Penn Law professor Amy Wax, notorious for making controversial comments that have attracted national attention, has weighed in on the sexual misconduct allegations levied against Supreme Court nominee Brett Kavanaugh. 

In an online video entitled "Affirmative Action, Kavanaugh, and #MeToo," Wax characterized Christine Blasey Ford's allegations of sexual assault against the conservative judge as "stale" and "not fair."

“I think it violates principles of basic fair play for her to be bringing this up. I think she should have held her tongue — if I were her, I would have. I think basic dignity and fairness dictates that, you know, it's too late, Ms. Ford, even if there would have been consequences to bitching about it at the time. So there's that,” Wax said in a virtual discussion published Thursday on Youtube.

That same day Ford and Kavanaugh testified before the Senate Judiciary Committee in a contentious hearing. Ford, a Palo Alto University professor who earned her Ph.D. from the University of Southern California, reiterated her claims that Kavanaugh attempted to rape her at a high school party in the 1980s.
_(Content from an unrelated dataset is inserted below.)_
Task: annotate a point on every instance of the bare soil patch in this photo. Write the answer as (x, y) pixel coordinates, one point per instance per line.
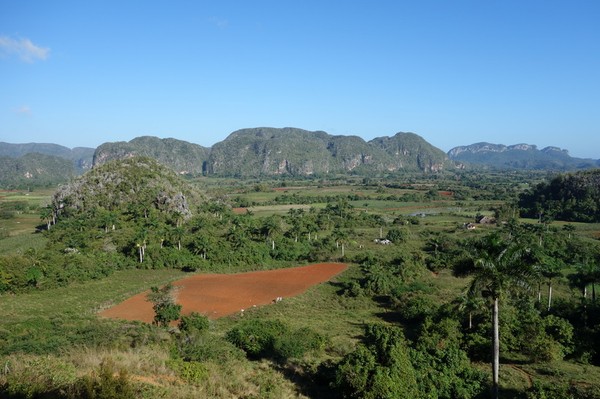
(218, 295)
Kavanaugh maintained his unequivocal denial of the allegations

President Donald Trump nominated Kavanuagh after Supreme Court Justice Anthony Kennedy announced his retirement in June. In the past two weeks, three women have come forward levying allegations of sexual assault and misconduct against Kavanaugh. 

Wax explained her perspective in a digital talk with Brown University Professor Glenn Loury as a part of his online discussion series, "The Glenn Show."

Wax also questioned punishing Kavanaugh for a "momentary act of recklessness" that allegedly occurred when he was a teenager and suggested Ford was exaggerating her traumatic responses in order to disrupt his nomination process. 

“But even if he did it, 17 years old, we now are saying that a man is going to pay for the rest of his life for a momentary act of, you know, recklessness, which … didn’t create any permanent harm, except through this manufactured idea that this is such a horrible, traumatic thing," Wax said, adding, "His whole life now is ruined.” 

"There is no perfect justice," she continued. 

Wax criticized the second woman to allege misconduct of any sort, Deborah Ramirez, for coming forward with sexual misconduct accusations against Kavanaugh. Ramirez, who attended Yale University with Kavanaugh, told the New Yorker that the nominee exposed himself and pushed his penis in front of her face at a college party. 

“Her story was so flimsy — it’s beneath attention,” Wax said. “But no, they’re blowing it up into something as if it’s actually happened and it’s true.”

Wax previously garnered negative attention the last time she appeared on Loury's show last fall when she claimed she had never seen a black law student graduate at the top of their class. Following widespread backlash, Penn Law Dean Ted Ruger stated that her claims were false and barred her from teaching mandatory first-year courses. 

The controversial professor first rose to national prominence in August 2017 when she co-authored an op-ed in the Philadelphia Inquirer arguing for the return to 1950s American cultural norms. In a subsequent interview with The Daily Pennsylvanian, she praised white bourgeois values as superior.

Since then, she has given a number of speeches and published op-eds including one which bashed the lack of "civil discourse" on campus and claimed that Ruger asked her to resign

University spokesperson Stephen McCarthy did not immediately respond to request for comment.

On Friday, the Senate confirmation vote was delayed after a key swing voter, Sen. Jeff Flake (R-Ariz.), called on the FBI to investigate the allegations. Now, Kavanaugh’s confirmation hangs in the balance as several key Republican and Democratic senators alike are holding off announcing their votes. 

Wax said she is unsure if Kavanaugh will be confirmed, but she hopes Senate Majority Leader Mitch McConnell will tell senators "we need to balance off the pros and the cons, and on balance, this man is good for us and he's good for America, and we need to vote for him.”